I love this Joan!! - this explanation rings true for me. I like your idea too Heather and Leslie, and it still could be true, but Joan's explanation really appeals to me.

The pleas for mist to retard the warmth of the sun seemed somehow important to me from the start. I sensed there was a metaphor for human aging in there somewhere, but I couldn't fully put together what it meant without this excellent inside info about grapes! As Frost lived in New Hampshire, it makes sense he might be thinking of Concord grapes. Thank your friend for us Joan - much appreciated! :)


message 21: by Susie (last edited Oct 17, 2017 06:09PM) (new)

Susie | 179 comments Wow...what a bunch of great comments!!

As far as the wine goes, 3 places I drive through are western Colorado, Southern Idaho and Eastern Washington, definite hot spots for wineries. I consider these places the high desert so it stays pretty warm during the days through October and into November. It really does cool off at night which is fine as long as no frost. I've driven through in the fall and they run huge fans to keep the warm air moving...

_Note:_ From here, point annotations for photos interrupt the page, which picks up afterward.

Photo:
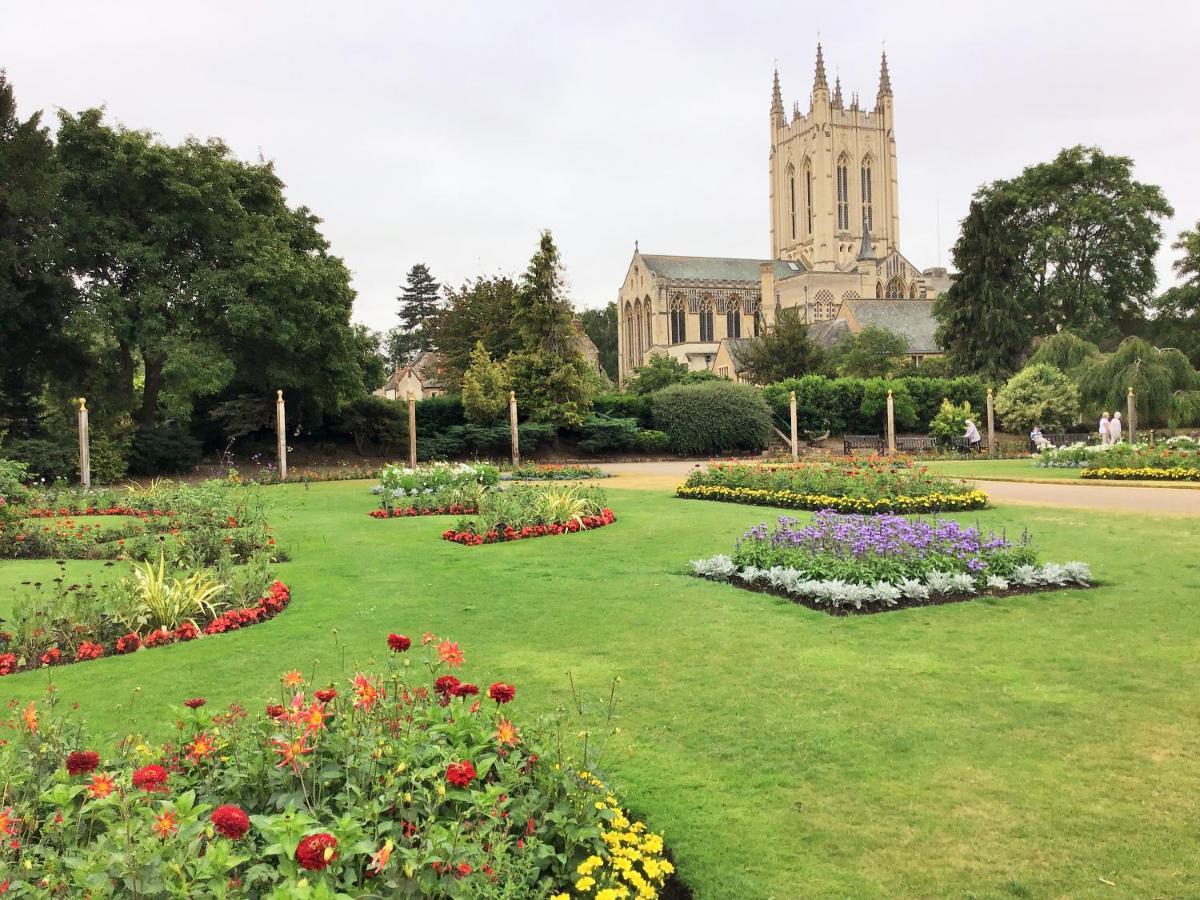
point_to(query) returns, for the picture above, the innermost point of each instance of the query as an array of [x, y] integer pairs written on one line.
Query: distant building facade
[[834, 239]]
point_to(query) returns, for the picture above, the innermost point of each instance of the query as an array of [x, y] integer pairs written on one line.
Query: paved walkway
[[1072, 495]]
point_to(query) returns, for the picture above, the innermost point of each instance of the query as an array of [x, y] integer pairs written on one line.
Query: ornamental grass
[[403, 783]]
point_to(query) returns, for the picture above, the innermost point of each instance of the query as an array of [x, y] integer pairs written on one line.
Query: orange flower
[[201, 748], [366, 695], [166, 825], [101, 786], [450, 654], [507, 732], [381, 857], [292, 753]]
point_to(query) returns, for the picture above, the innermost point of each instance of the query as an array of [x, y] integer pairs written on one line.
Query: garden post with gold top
[[84, 447]]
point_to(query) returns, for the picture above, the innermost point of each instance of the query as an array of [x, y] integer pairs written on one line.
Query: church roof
[[912, 319], [718, 268]]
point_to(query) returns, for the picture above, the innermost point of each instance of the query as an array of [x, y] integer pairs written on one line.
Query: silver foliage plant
[[843, 594]]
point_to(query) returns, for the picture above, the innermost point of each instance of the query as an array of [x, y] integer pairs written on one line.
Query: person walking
[[972, 436]]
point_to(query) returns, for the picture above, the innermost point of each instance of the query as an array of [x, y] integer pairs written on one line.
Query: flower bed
[[472, 538], [1143, 474], [555, 472], [438, 485], [409, 783], [843, 564], [793, 499], [873, 485], [454, 509], [66, 641]]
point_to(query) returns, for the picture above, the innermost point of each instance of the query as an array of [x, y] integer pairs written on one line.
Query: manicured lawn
[[1029, 747]]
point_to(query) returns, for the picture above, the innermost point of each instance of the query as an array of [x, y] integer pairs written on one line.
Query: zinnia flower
[[502, 693], [450, 654], [460, 774], [317, 851], [231, 821], [81, 762], [151, 779], [399, 643]]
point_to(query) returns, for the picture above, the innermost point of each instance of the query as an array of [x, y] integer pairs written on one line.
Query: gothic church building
[[834, 247]]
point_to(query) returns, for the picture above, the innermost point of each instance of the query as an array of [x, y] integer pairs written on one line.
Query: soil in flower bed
[[501, 535], [454, 509], [905, 603]]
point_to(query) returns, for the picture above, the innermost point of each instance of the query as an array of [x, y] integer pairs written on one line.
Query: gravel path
[[1072, 495]]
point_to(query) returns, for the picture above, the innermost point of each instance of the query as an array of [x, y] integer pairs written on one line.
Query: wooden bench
[[862, 442]]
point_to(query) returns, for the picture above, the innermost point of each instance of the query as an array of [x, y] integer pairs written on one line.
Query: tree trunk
[[155, 378]]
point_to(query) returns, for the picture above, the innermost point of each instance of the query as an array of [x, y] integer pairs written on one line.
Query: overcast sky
[[450, 133]]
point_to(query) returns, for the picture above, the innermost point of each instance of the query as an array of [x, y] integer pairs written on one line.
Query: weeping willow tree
[[1066, 351], [1165, 384]]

Love the bird talk...I follow a group trying to reintroduce the Whooping Crane and grow its population back from the brink of extinction. They will often take some of the eggs from the wild and incubate/raise the chicks with strict controls to release them. They use the ultralights every year to get the youngsters to Fl and back the first time, for added protection. After that most will then migrate with the Sandhills.